Add enjoy script for Stable Baselines #2627

araffin · 2020-02-15T20:09:33Z

This is a follow up to #2565 :

it fixes call from the module
it adds the enjoy script

You can use:

python3 -m pybullet_envs.stable_baselines.train --algo sac --env HalfCheetahBulletEnv-v0
# If the saved model "sac_HalfCheetahBulletEnv-v0.zip" is in the current folder
python3 -m pybullet_envs.stable_baselines.enjoy --algo sac --env HalfCheetahBulletEnv-v0 --n-episodes 5

erwincoumans · 2020-02-22T01:25:33Z

Thanks for the contribution! LGTM

erwincoumans · 2020-02-26T20:19:16Z

The zip file is called sac_HalfCheetahBulletEnv-v0_best.zip and the enjoy script doesn't work unless you rename/copy that file to sac_HalfCheetahBulletEnv-v0.zip
Why doesn't the enjoy script not just work with sac_HalfCheetahBulletEnv-v0_best.zip?

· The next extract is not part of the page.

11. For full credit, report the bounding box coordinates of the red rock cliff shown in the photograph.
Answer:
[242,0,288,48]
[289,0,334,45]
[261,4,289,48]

araffin · 2020-02-26T20:30:12Z

The zip file is called sac_HalfCheetahBulletEnv-v0_best.zip and the enjoy script doesn't work unless you rename/copy that file to sac_HalfCheetahBulletEnv-v0.zip

That's because you did not wait until the end, no?
There will be two files: one creating at the end of training, one updated each time a best model is found.

erwincoumans · 2020-02-26T22:43:29Z

Thanks! Indeed, no idea there was an automatic 'end'. I assumed terminating the training would be the end. Perhaps enjoy should try to use the _best if it cannot find the other file (with a warning that the results are from an intermediate policy that was not fully trained).

araffin · 2020-02-27T08:02:25Z

Good point.
If you agree, i would do a PR that does like the zoo:

it saves the model when you terminate the script
it adds an option '--load-best' to load the best model

erwincoumans · 2020-03-01T05:56:46Z

I'd like to see a fully automatic fallback to load the best, that doesn't require command line options. So it just loads the _best file, if it cannot find its file.

Also, the enjoy script would be nice to use PyBullet's own visualizer.
Simply call the 'render(mode='human') before the first reset, then you get a visualizer GUI window.
It looks better than the OpenCV one, and it actually works.

Also, I didn't 'enjoy' the enjoy script due to those errors, that would be fixed by just using PyBullet's own visualizer (render(mode='human' before reset).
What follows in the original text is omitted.